ACH card, wire fraud leads to need for more regulation

Aug 28, 2013 Dave King

The financial services sector has been victimized by data breaches and other events involving failed cybersecurity measures, while hackers are increasingly attacking wire transfers and ACH card payments. Businesses and lending institutions need to strengthen their security standards to avoid the massive financial losses that come along with lost consumer or corporate data.

Since these attacks have broadened in both size and scope, more advocacy groups and government officials are working to establish effective regulatory measures to fight cyber attacks.

SEC, other regulators step up
Bloomberg recently reported that several studies have been released that indicate cyber attacks are the "top systemic threat" to organizations in the financial services sector as well as within enterprises and other institutions . According to the news provider, one report from PricewaterhouseCoopers found that executives among these firms are starting to become more aware of the threats that abound, though the attacks have not slowed down.

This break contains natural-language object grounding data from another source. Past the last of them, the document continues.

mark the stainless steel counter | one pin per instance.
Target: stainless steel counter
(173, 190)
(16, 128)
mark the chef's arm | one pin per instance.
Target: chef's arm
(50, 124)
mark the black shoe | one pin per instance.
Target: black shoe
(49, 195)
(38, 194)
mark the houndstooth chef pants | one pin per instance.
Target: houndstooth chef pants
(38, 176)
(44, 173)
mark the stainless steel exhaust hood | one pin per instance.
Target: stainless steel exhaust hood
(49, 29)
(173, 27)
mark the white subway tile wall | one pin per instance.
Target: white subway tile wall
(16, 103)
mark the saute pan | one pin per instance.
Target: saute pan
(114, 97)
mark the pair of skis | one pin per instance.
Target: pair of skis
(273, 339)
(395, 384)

As a result, more officials are calling for increased oversight of the financial services sector when it comes to security, with the Securities and Exchange Commission being in the center of the discussion. Since data has revealed the massive economic impact of data breaches, identity theft and other hacking events that target payment processing systems, the government might need to increase regulatory efforts to further assist the ailing U.S. financial situation.

The source explained that the Financial Industry Regulatory Authority will also be conducting more thorough cybersecurity checks during its examinations of firms this year. The actual attacks are not the only issue, either, as the SEC has seen instances of financial firms misleading prospective investors, current clients and other entities, either knowingly or accidentally, when it comes to cybersecurity threats.

Bloomberg added that firms need to be able to clearly and accurately disclose information regarding cybersecurity risks, as well as the frameworks in place to minimize the chances of an attack.

What to do?
While cybersecurity can be a highly uncomfortable topic for the average executive or small business owner, it is important to remember that risk can be minimized using simple tactics. For example, several studies have shown that the vast majority of data breaches - more than 90 percent - could have been avoided had simple security frameworks been in place.

These include firewalls, other security software and employee training, all of which are easy to implement and are highly effective deterrents of cyber attacks.